First, we need to figure out what the points are, so we know what the slope between them is.

$f \left(- 1\right) = \left({\left(- 1\right)}^{2} - 9\right) \left({\left(- 1\right)}^{2} + 1\right) = \left(1 - 9\right) \left(1 + 1\right) = - 16$

$f \left(1\right) = \left({\left(1\right)}^{2} - 9\right) \left({\left(1\right)}^{2} + 1\right) = \left(1 - 9\right) \left(1 + 1\right) = - 16$

The two points have the same value, so the slope between them is zero.

The mean value theorem says that:

If the slope between two points on a graph is $m$, then there must be some point $c$ between those points at which the derivative is also $m$.

In this case, our slope is 0, so we're looking for points between $- 1$ and $1$ whose slope(s) is/are 0.

To do this, let's take the derivative of our function.

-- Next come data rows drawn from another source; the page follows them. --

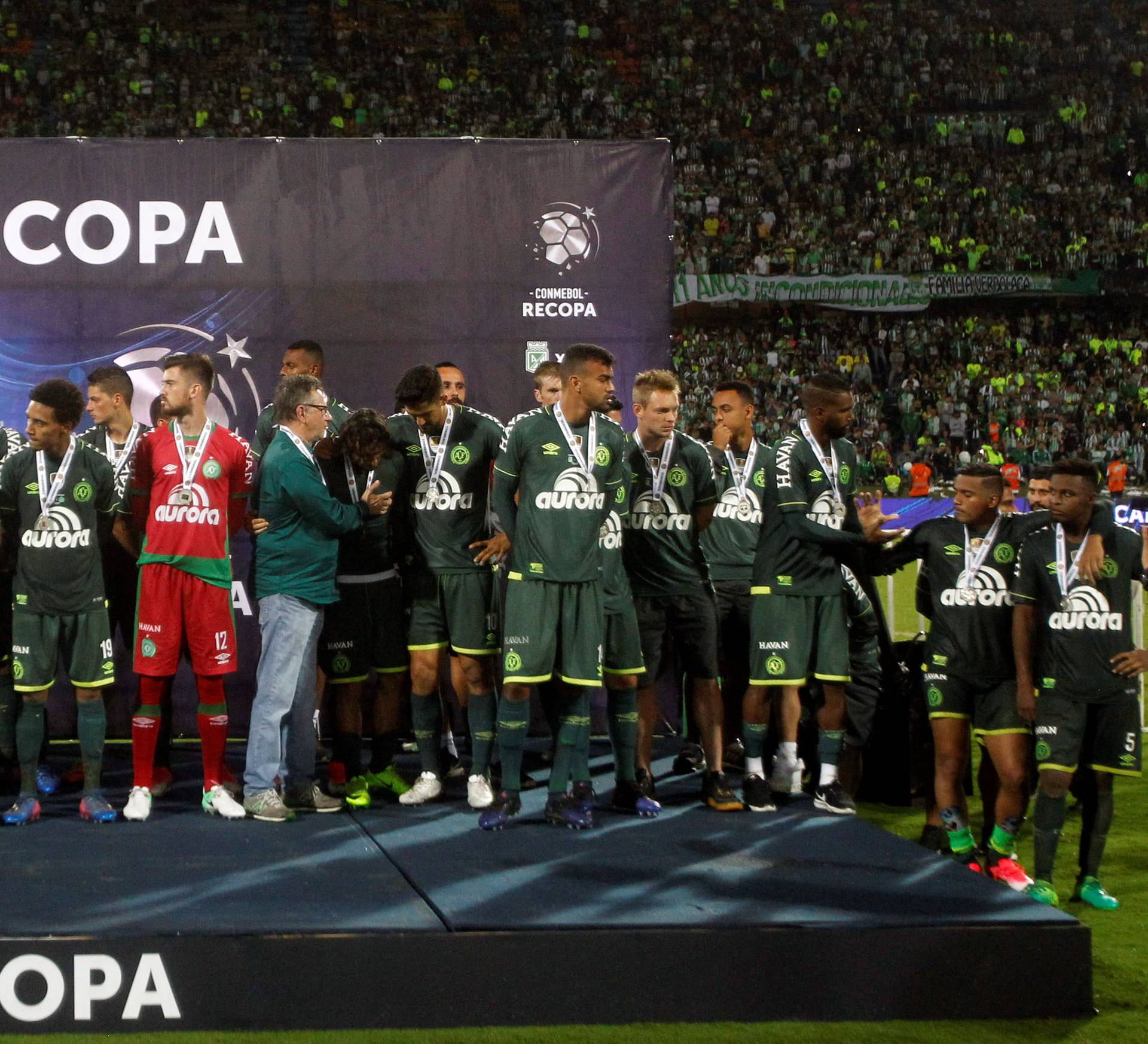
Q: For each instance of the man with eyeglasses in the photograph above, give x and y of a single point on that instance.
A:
(299, 554)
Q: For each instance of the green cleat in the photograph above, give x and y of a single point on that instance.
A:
(1089, 890)
(358, 793)
(387, 780)
(1043, 892)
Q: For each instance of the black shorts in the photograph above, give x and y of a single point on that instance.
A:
(732, 599)
(1071, 734)
(687, 622)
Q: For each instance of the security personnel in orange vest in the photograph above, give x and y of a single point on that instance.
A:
(920, 475)
(1118, 476)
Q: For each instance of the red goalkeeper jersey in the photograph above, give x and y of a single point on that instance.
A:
(187, 526)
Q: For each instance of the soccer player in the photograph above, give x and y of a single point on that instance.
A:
(364, 630)
(970, 673)
(567, 465)
(729, 542)
(450, 586)
(1076, 639)
(454, 383)
(1040, 487)
(187, 495)
(57, 499)
(673, 492)
(548, 383)
(798, 623)
(299, 358)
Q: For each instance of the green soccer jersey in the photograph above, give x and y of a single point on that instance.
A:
(560, 506)
(265, 425)
(459, 515)
(370, 550)
(1075, 646)
(732, 538)
(662, 551)
(970, 632)
(806, 527)
(59, 570)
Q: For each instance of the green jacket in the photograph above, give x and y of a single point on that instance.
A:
(299, 552)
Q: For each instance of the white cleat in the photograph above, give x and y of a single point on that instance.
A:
(428, 787)
(479, 793)
(218, 802)
(139, 804)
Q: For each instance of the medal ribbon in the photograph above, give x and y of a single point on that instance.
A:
(433, 459)
(42, 475)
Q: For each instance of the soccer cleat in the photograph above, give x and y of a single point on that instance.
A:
(690, 758)
(718, 794)
(563, 811)
(479, 793)
(26, 810)
(47, 783)
(219, 802)
(389, 779)
(508, 804)
(1043, 892)
(428, 787)
(139, 804)
(1090, 890)
(1010, 873)
(268, 807)
(756, 794)
(628, 797)
(162, 782)
(96, 808)
(309, 797)
(787, 776)
(358, 793)
(582, 793)
(832, 798)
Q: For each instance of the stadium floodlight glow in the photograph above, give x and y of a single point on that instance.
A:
(160, 223)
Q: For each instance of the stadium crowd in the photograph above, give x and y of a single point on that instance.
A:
(807, 137)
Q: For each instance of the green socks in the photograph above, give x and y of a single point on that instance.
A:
(480, 716)
(29, 738)
(1048, 823)
(514, 719)
(92, 728)
(622, 724)
(426, 717)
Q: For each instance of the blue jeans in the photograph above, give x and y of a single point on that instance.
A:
(284, 709)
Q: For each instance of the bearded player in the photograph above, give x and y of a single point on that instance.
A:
(187, 495)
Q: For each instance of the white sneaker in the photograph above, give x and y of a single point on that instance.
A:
(426, 788)
(139, 804)
(479, 793)
(787, 776)
(218, 802)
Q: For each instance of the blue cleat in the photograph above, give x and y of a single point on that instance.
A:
(26, 810)
(563, 811)
(628, 797)
(96, 808)
(506, 805)
(47, 783)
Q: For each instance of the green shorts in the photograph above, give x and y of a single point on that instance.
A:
(1071, 734)
(991, 709)
(551, 625)
(459, 610)
(364, 631)
(621, 648)
(792, 637)
(82, 640)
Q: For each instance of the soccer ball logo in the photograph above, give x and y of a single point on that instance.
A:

$f ' \left(x\right) = \frac{d}{\mathrm{dx}} \left({x}^{2} - 9\right) \left({x}^{2} + 1\right)$

$= 2 x \left({x}^{2} + 1\right) + 2 x \left({x}^{2} - 9\right)$

$= 2 {x}^{3} + 2 x + 2 {x}^{3} - 18 x$

$= 4 {x}^{3} - 16 x$

This derivative represents our slope, so we can set it equal to 0, since we're looking for where the slope is 0.

$4 {x}^{3} - 16 x = 0$

${x}^{3} - 4 x = 0$

$x \left({x}^{2} - 4\right) = 0$

$x \left(x - 2\right) \left(x + 2\right) = 0$

$\therefore x \in \left\{- 2 , 0 , 2\right\}$

The three points where the slope is zero are $- 2$, $0$, and $2$. However, since our problem wants us to find points we can use for the MVT for $- 1$ and $1$, we can only choose points between $- 1$ and $1$. Therefore, the only point we can use is 0.

$c = 0$